Le digne Hébreu leur prêta galamment
Deux mille écus à quarante pour cent,
Selon les _us_ de la race bénite
En Canaan par Moïse conduite ;
Et le profit que le Juif s’arrogea
Entre la sainte et lui se partagea.

  1. Cette expression, dont Voltaire a si souvent fait ressortir le ridicule, était tellement en vogue vers le milieu du xviii siècle, que Rollin lui-même, cédant au mauvais goût, publia son excellent Traité des études sous ce titre prétentieux : Traité sur la manière d'enseigner et d'étudier les belles-lettres par rapport à l'esprit et au cœur, etc. On a lieu de croire que c'est sur lui particulièrement que porte la critique de Voltaire, bien qu'il n'ait été désigné nominativement que dans ce passage du Taureau blanc, chapitre ix : « Contez-moi quelque fable bien vraie, bien avérée, et bien morale, dont je n'aie jamais entendu parler, pour achever de me former l'esprit et le cœur, comme dit le professeur égyptien Linro. » Il serait trop long et sans doute inutile d'énumérer ici tous les autres endroits des écrits de Voltaire où cette locution est tournée en ridicule. (R.)

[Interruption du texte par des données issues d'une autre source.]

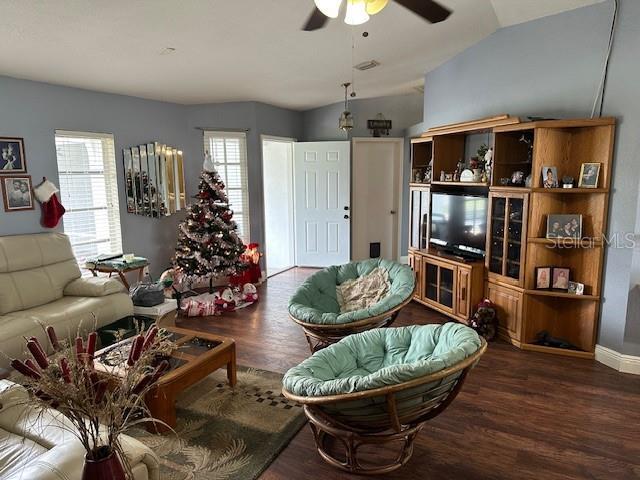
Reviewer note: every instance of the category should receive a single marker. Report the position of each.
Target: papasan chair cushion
(381, 357)
(316, 301)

  2. L'abbé Trithême n'était point de Picardie; il était du diocèse de Trêves : il mourut en 1516. Nous n'oserions assurer que sa famille ne fût pas d'origine picarde; nous nous en rapportons au savant auteur qui, sans doute, a vu le manuscrit de la Pucelle dans quelque abbaye de bénédictins. (Note de Voltaire, 1762). — Ce que Voltaire dit ici par forme de plaisanterie, il aurait pu le dire sérieusement. M. Louis du Bois a vu un manuscrit de la Pucelle en quinze chants, in-4o de 257 pages, en tête duquel on lit : « Ex bibliotheca conventus et nosocomi regalis sancti Joannis-Baptistæ Religiosorum Parisiensium a Charitate nuncnpatorum, ordinis sancti Joannis de Deo, sub régula sancti Augustini, 1759. » (R.)
  3. Ce vers, par sa tournure et par l'idée qu'il exprime, rappelle celui-ci de Boileau (épitre IV, vers 43) :
    Rien n'est beau que le vrai, le vrai seul est aimable.
  4. Voyez chant IV.
  5. Le radius et l’ulna sont les deux os qui partent du coude et se joignent au poignet ; l’humerus est l'os du bras qui se joint à l'épaule. (Note de Voltaire, 1773.)
  6. C'est dans la Marche d'Ancône qu'est la maison de la Vierge apportée de Nazareth par les anges; ils la mirent d"abord en dépôt en Dalmatie pendant trois ans et sept mois, et ensuite la posèrent près de Recanati. Sa statue est de quatre pieds de haut, son visage noir; elle porte la même tiare que le pape : on connaît ses miracles et ses trésors. (Note de Voltaire, 1774.)
  7. Ils ne s'arrêtèrent pas d'abord à Loretto ; c'est une inadvertance de notre auteur : « Non ego paucis offendar maculis. » (Id., 1762.) Cependant on peut dire, pour sa défense, que les anges s'arrêtèrent enfin à Lorette, eux et la maison, après avoir essayé de plusieurs autres pays qui ne plurent point à la sainte Vierge. Cette aventure se passa sous le pontificat de Boniface VIII, dont on dit qu'il usurpa sa place comme un renard, qu'il s'y comporta comme un loup, et qu'il mourut comme un chien. Les historiens qui ont parlé ainsi de Boniface n'avaient pas de pension de la cour de Rome. (Note de Voltaire, 1773). — Il y a dans la citation, quoique tronquée, assez peu de modestie, La voici au complet :
    Verum ubi plura nitent ia carmine, non ego paucis
    Offendar maculis. Hor., de Arte poct., 351. (R.)
  8. Bristol et Cambridge, deux villes célèbres, la première par son commerce, la seconde par son université, qui a eu de grands hommes. (Note de Voltaire, 1762.)